Here is part two of my Studio Ghibli films ranking list (5-1)! Click here for part 1.
5. My Neighbor Totoro
As children, didn’t we all want to leave behind our daily worries and live in our own fantasy world? Young sisters Mei and Satsuki are very imaginative and happy girls. However, their mother faces a dangerous but unspecified illness, which worries them and their father. In order to to cope with their mother’s illness, the sisters find solace by having adventures with totoros (fuzzy bear/cat-like creatures). This animated movie may look visually cheery and bright, but it can be interpreted as a deep and complex allegory on the loss of childhood innocence and the methods of childhood coping.
4. Spirited Away
Spirited Away transcends the very concept of anime. It’s a film that proves anime naysayers that the style actually can be a high art form when done correctly. It is the only anime to win an Academy Award. It is also the film that opened Miyazaki to America and the West. And all the recognition is rather odd: Spirited Away is a downright bizarre film and probably Ghibli’s most visually experimental one. The movie details the the plight of a girl lost in a spiritual realm after wandering into an abandoned amusement park. She must try to find her way back home, while discovering herself in the process. Part The Wizard of Oz and Alice in Wonderland, this gem offers a novel approach to being lost. Also, a masterful soundtrack creates a tranquil atmosphere (give “One Summer’s Day” a listen, a track that encapsulates the film’s emotions).
3. Castle in the Sky
Romantic action-adventure films are genuine crowd-pleasers. Cinemas’s most-loved movies fall into this category: Star Wars, Raiders of the Lost Ark, The Princess Bride, Casablanca, among others. Castle in the Sky is one of those with its epic scope, thrilling action sequences, unlikely heroes, fantastical locations, grandiose soundtrack and heartfelt emotions. Ghibli’s most straightforward story follows Pazu and his hopes of reaching the fabled kingdom in the skies, Laputa. Along the way, he meets Sheeta, a young princess, and the two embark on a mission to save Laputa from a power-hungry madman. Dashing, exhilarating, comical, and a visually stunning artistic achievement, Castle in the Sky stands as one of the best adventure films of all time.
2. Grave of the Fireflies
Excuse me while I gather my emotions. Isao Takahata’s best film is a reflection on the loss of innocence, similar to My Neighbor Totoro. However, instead of taking place at a Japanese countryside like Totoro, Grave of the Fireflies is set in a firebombed village during WWII. 14-year-old Seita and his 4-year-old sister Setsuko must learn to fend for themselves after their mother is killed in a firebomb. Seita must act as a guardian to his sister, who fully understands the difficulties of war but still clings to her fantasy world for solace.
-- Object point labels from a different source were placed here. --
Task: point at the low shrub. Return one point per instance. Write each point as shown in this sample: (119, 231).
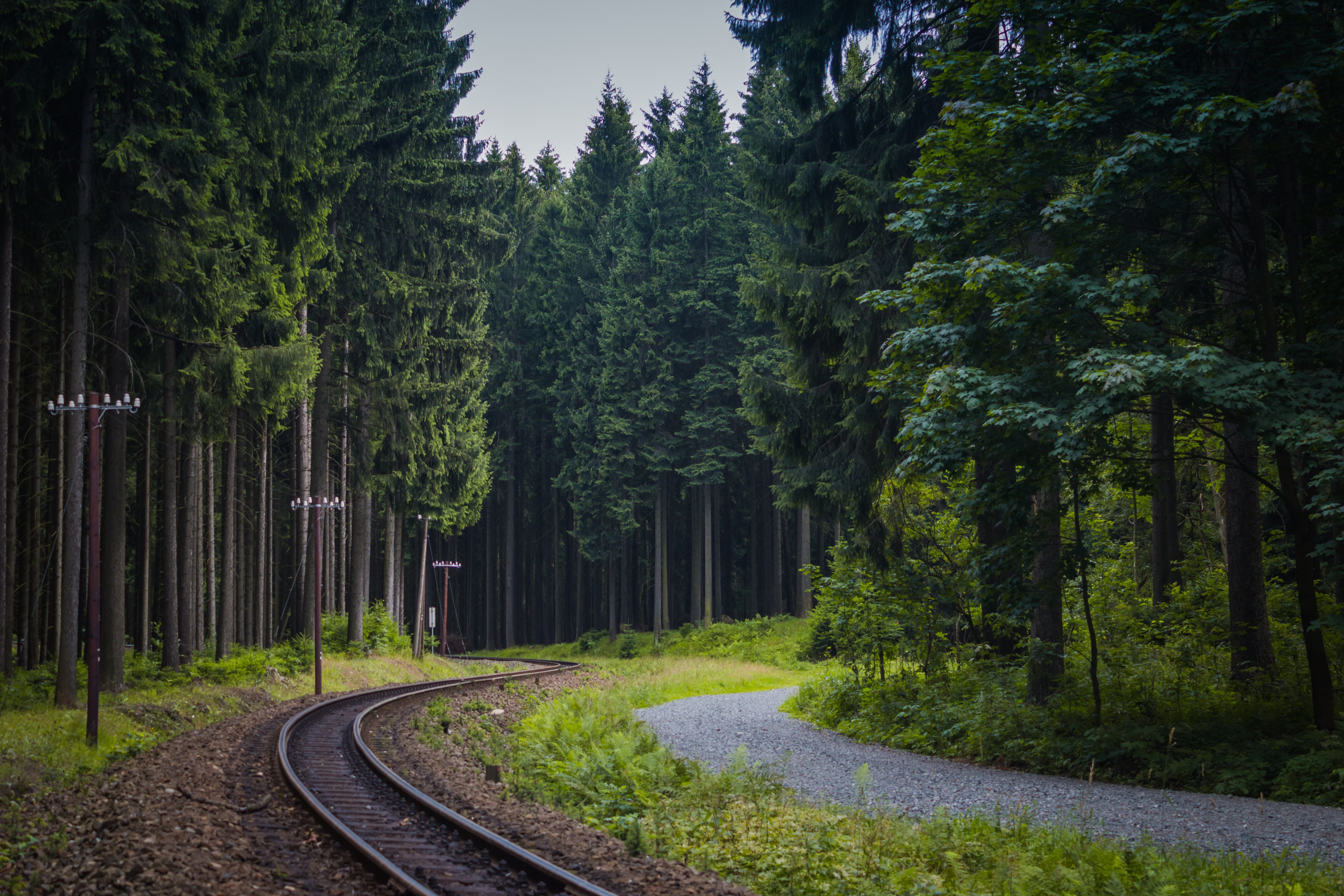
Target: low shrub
(585, 753)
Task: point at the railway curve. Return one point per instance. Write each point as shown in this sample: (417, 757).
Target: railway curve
(418, 844)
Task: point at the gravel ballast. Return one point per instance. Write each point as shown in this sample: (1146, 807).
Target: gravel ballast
(822, 764)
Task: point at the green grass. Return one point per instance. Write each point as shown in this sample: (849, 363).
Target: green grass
(586, 754)
(765, 641)
(42, 746)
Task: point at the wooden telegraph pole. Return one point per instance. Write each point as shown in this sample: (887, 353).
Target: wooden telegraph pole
(443, 627)
(318, 506)
(96, 410)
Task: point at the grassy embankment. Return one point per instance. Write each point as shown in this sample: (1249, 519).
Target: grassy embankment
(42, 746)
(586, 754)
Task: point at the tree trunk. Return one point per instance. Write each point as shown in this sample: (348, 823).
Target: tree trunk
(400, 570)
(418, 644)
(613, 608)
(490, 571)
(557, 566)
(363, 547)
(147, 538)
(659, 557)
(31, 620)
(69, 649)
(260, 600)
(1046, 657)
(7, 589)
(11, 510)
(511, 549)
(1166, 549)
(803, 608)
(212, 559)
(229, 593)
(346, 518)
(995, 628)
(697, 516)
(776, 558)
(189, 550)
(389, 559)
(1252, 649)
(627, 614)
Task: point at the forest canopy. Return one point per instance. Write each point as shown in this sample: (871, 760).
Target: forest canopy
(1002, 342)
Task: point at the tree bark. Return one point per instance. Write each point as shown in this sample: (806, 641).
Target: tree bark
(389, 559)
(1252, 649)
(11, 508)
(189, 549)
(229, 593)
(6, 496)
(627, 616)
(31, 621)
(1166, 549)
(261, 624)
(803, 608)
(557, 566)
(346, 519)
(147, 538)
(212, 557)
(659, 558)
(697, 518)
(776, 557)
(1046, 657)
(490, 573)
(511, 549)
(613, 612)
(1307, 568)
(363, 549)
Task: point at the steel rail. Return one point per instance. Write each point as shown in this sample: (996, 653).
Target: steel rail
(557, 879)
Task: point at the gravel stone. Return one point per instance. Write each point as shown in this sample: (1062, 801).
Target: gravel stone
(822, 765)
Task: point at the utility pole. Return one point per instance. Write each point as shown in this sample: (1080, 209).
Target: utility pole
(318, 506)
(445, 566)
(96, 412)
(418, 644)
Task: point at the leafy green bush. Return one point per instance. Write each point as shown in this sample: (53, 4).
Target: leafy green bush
(586, 753)
(627, 647)
(591, 640)
(772, 641)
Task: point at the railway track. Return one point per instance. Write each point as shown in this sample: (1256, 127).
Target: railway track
(331, 760)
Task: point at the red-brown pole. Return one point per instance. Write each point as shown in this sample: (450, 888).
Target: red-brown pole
(95, 573)
(318, 597)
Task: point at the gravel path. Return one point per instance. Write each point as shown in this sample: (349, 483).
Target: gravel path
(823, 765)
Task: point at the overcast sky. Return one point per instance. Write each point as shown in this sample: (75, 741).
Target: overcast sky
(543, 62)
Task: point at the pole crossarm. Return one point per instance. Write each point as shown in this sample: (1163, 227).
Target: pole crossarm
(319, 504)
(96, 406)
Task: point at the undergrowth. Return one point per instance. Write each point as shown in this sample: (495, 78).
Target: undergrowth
(588, 755)
(44, 746)
(773, 641)
(1173, 715)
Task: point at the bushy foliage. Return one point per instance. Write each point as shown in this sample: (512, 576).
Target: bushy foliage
(588, 754)
(906, 676)
(772, 641)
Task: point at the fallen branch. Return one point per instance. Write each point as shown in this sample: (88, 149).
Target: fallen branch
(242, 810)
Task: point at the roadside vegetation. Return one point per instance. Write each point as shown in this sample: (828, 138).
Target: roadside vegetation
(588, 754)
(1173, 714)
(45, 746)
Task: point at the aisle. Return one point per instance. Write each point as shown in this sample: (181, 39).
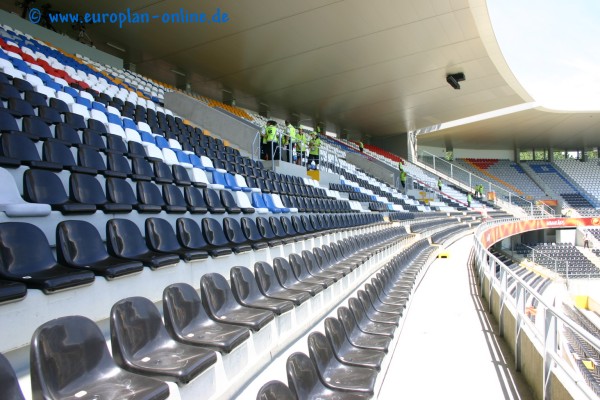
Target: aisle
(447, 348)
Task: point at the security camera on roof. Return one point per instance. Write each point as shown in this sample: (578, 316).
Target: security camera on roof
(453, 79)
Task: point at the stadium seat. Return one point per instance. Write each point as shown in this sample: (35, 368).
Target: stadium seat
(125, 240)
(345, 352)
(246, 292)
(11, 202)
(191, 237)
(213, 201)
(37, 269)
(336, 375)
(79, 245)
(305, 383)
(138, 335)
(357, 337)
(275, 390)
(187, 322)
(9, 381)
(287, 279)
(161, 238)
(69, 357)
(220, 304)
(86, 189)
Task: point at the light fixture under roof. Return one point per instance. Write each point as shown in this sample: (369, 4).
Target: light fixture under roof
(177, 72)
(116, 47)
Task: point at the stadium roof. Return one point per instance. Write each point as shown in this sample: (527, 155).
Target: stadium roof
(377, 67)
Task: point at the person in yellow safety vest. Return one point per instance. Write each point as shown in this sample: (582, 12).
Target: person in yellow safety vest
(270, 140)
(302, 144)
(289, 142)
(313, 148)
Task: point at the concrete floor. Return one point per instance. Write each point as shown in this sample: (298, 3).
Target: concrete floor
(448, 348)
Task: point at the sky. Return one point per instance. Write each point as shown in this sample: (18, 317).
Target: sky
(553, 49)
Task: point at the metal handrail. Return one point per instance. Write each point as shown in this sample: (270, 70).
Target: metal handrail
(502, 194)
(550, 336)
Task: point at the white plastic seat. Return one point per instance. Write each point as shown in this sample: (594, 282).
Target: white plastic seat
(66, 97)
(153, 151)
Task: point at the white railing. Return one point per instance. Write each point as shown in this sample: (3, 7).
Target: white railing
(549, 334)
(503, 196)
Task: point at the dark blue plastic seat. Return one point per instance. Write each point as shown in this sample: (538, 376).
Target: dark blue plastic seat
(275, 390)
(187, 322)
(125, 240)
(219, 303)
(9, 381)
(138, 336)
(79, 245)
(161, 238)
(37, 269)
(69, 357)
(336, 375)
(246, 292)
(305, 383)
(190, 236)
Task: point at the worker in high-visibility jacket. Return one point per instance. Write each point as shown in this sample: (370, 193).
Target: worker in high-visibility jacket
(301, 146)
(289, 142)
(313, 148)
(270, 140)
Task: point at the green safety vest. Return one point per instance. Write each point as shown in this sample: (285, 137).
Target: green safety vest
(303, 141)
(314, 146)
(292, 135)
(271, 134)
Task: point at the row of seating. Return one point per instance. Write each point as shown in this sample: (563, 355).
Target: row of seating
(344, 361)
(195, 326)
(81, 252)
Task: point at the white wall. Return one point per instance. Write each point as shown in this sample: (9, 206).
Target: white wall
(469, 153)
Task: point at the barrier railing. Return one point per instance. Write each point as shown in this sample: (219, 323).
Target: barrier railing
(469, 180)
(548, 333)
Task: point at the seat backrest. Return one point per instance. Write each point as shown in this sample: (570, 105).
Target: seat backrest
(250, 229)
(135, 329)
(78, 243)
(160, 235)
(320, 351)
(19, 147)
(298, 266)
(243, 284)
(217, 297)
(182, 307)
(190, 234)
(124, 238)
(86, 189)
(212, 198)
(149, 193)
(213, 232)
(275, 390)
(278, 229)
(302, 375)
(119, 191)
(9, 381)
(173, 196)
(283, 271)
(194, 197)
(265, 277)
(233, 231)
(265, 228)
(17, 239)
(66, 351)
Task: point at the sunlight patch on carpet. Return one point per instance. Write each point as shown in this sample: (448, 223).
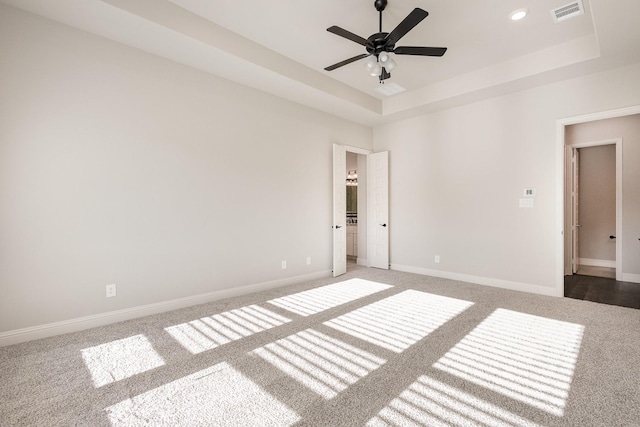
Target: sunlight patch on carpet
(323, 298)
(219, 395)
(525, 357)
(325, 365)
(120, 359)
(431, 402)
(399, 321)
(210, 332)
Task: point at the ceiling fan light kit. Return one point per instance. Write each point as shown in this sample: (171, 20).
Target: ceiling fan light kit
(381, 44)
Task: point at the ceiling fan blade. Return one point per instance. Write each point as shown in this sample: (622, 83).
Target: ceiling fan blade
(346, 61)
(347, 35)
(413, 19)
(423, 51)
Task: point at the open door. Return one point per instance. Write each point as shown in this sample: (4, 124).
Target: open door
(378, 209)
(575, 226)
(339, 210)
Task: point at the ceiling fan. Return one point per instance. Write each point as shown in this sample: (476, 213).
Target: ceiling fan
(380, 44)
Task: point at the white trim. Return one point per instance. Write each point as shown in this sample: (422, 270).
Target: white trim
(597, 262)
(73, 325)
(628, 277)
(485, 281)
(560, 177)
(618, 145)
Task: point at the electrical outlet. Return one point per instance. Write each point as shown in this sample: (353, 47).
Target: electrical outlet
(111, 290)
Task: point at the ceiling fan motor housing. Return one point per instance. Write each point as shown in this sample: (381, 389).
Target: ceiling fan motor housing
(380, 5)
(378, 43)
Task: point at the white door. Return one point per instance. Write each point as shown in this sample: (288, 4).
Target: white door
(378, 209)
(339, 210)
(575, 226)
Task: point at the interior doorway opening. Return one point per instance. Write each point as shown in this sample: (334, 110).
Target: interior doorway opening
(594, 207)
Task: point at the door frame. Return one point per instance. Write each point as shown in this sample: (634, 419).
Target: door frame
(618, 147)
(560, 181)
(365, 152)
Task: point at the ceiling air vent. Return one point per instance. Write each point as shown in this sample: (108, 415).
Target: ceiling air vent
(568, 11)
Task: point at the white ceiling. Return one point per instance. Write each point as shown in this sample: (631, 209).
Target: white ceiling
(282, 46)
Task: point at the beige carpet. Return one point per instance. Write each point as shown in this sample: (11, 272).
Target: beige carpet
(370, 348)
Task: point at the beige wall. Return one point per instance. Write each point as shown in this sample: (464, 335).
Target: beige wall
(117, 166)
(627, 128)
(597, 203)
(456, 177)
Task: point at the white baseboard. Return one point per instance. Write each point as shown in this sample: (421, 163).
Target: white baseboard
(498, 283)
(597, 262)
(628, 277)
(73, 325)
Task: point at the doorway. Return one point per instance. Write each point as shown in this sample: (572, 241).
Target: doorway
(594, 199)
(624, 122)
(372, 232)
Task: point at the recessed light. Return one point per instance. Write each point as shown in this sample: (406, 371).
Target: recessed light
(517, 15)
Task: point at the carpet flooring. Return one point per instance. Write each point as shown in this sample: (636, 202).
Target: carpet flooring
(373, 347)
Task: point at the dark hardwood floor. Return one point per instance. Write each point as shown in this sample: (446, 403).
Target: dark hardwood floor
(602, 290)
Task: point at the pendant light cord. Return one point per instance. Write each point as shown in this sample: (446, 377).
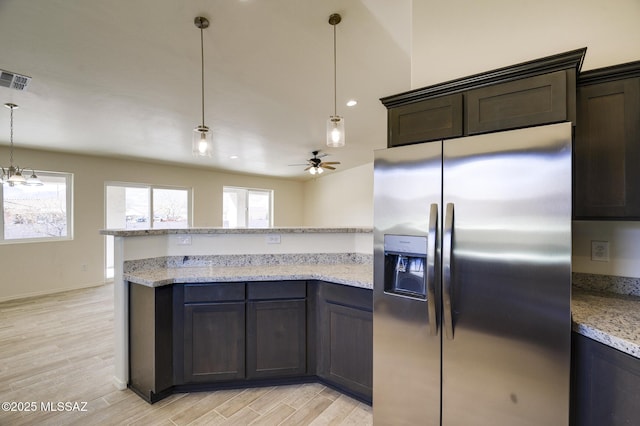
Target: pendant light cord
(335, 79)
(202, 63)
(11, 147)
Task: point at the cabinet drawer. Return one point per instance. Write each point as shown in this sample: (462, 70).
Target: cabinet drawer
(359, 298)
(521, 103)
(272, 290)
(426, 120)
(213, 292)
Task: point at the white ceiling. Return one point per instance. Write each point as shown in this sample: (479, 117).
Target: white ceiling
(121, 78)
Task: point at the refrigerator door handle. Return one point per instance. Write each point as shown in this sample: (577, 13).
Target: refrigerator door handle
(431, 269)
(447, 253)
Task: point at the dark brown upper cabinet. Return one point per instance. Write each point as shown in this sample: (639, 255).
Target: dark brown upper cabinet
(521, 103)
(427, 120)
(607, 144)
(522, 95)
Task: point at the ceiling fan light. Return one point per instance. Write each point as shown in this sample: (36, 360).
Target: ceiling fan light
(335, 131)
(202, 142)
(16, 179)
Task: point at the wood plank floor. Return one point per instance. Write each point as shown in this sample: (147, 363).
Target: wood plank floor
(59, 348)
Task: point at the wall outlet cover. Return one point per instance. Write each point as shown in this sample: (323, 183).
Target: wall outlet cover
(273, 238)
(600, 251)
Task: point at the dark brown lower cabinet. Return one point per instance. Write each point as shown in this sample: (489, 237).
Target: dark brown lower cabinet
(208, 336)
(605, 385)
(345, 355)
(276, 339)
(150, 341)
(214, 342)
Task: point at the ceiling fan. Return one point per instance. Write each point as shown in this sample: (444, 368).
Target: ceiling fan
(315, 165)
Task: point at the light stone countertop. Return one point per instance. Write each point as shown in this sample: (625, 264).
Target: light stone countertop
(609, 318)
(352, 274)
(236, 231)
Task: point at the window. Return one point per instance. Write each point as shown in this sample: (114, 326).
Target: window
(247, 208)
(38, 213)
(134, 206)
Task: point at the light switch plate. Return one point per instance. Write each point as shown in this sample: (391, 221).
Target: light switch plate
(600, 251)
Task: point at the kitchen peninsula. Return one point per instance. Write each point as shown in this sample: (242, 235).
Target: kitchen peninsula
(168, 280)
(269, 268)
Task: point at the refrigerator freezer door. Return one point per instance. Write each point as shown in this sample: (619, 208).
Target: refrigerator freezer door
(406, 355)
(508, 360)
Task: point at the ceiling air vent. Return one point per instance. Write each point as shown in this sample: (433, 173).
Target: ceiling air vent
(14, 81)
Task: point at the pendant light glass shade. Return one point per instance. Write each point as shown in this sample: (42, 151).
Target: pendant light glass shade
(202, 141)
(335, 131)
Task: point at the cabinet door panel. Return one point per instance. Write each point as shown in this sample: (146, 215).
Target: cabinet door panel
(214, 344)
(427, 120)
(607, 150)
(347, 348)
(606, 385)
(521, 103)
(276, 338)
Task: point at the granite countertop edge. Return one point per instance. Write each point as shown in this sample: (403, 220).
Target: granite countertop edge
(609, 318)
(354, 275)
(236, 231)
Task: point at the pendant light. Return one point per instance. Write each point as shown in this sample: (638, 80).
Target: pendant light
(335, 123)
(12, 175)
(202, 137)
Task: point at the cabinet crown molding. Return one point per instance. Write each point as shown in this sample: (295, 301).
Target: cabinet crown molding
(611, 73)
(561, 61)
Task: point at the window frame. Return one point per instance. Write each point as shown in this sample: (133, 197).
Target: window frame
(247, 191)
(69, 201)
(151, 187)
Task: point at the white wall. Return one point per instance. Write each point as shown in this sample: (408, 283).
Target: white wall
(39, 268)
(624, 247)
(343, 198)
(457, 38)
An incredibly memorable moment (both visually and thematically) involves the death of fireflies that Setsuko has been watching over; it is in this moment that her fantasy world collapses.
1. Princess Mononoke
Princess Mononoke can be seen as the exact opposite of Castle in the Sky. Both films are romantic action-adventure epics, but unlike Castle, Mononoke‘s “heroes” and “villains” are anything but that. The film’s two opposing forces (the animals and spirits in the forest vs. the citizens of Iron Town) are naturally, but not maliciously, in conflict. Those in Iron Town are ready to expand their territory into the forest because that’s what civilizations naturally do when populations grow. The animals and spirits call the forest their home, so they defend it at all costs. Conflict cannot be avoided and is part of balance. The film seems like it sides with nature, but it illustrates Iron Town’s leader, Lady Eboshi, as a caring individual who treats people with leprosy. The point is that neither side can win an ecological war, so both sides must make painful compromises. In addition to Princess Mononoke’s engaging plot and brilliant themes, it boasts one of cinema’s most memorable and powerful musical scores ever. Seriously.
In conclusion: thank you Studio Ghibli, thank you.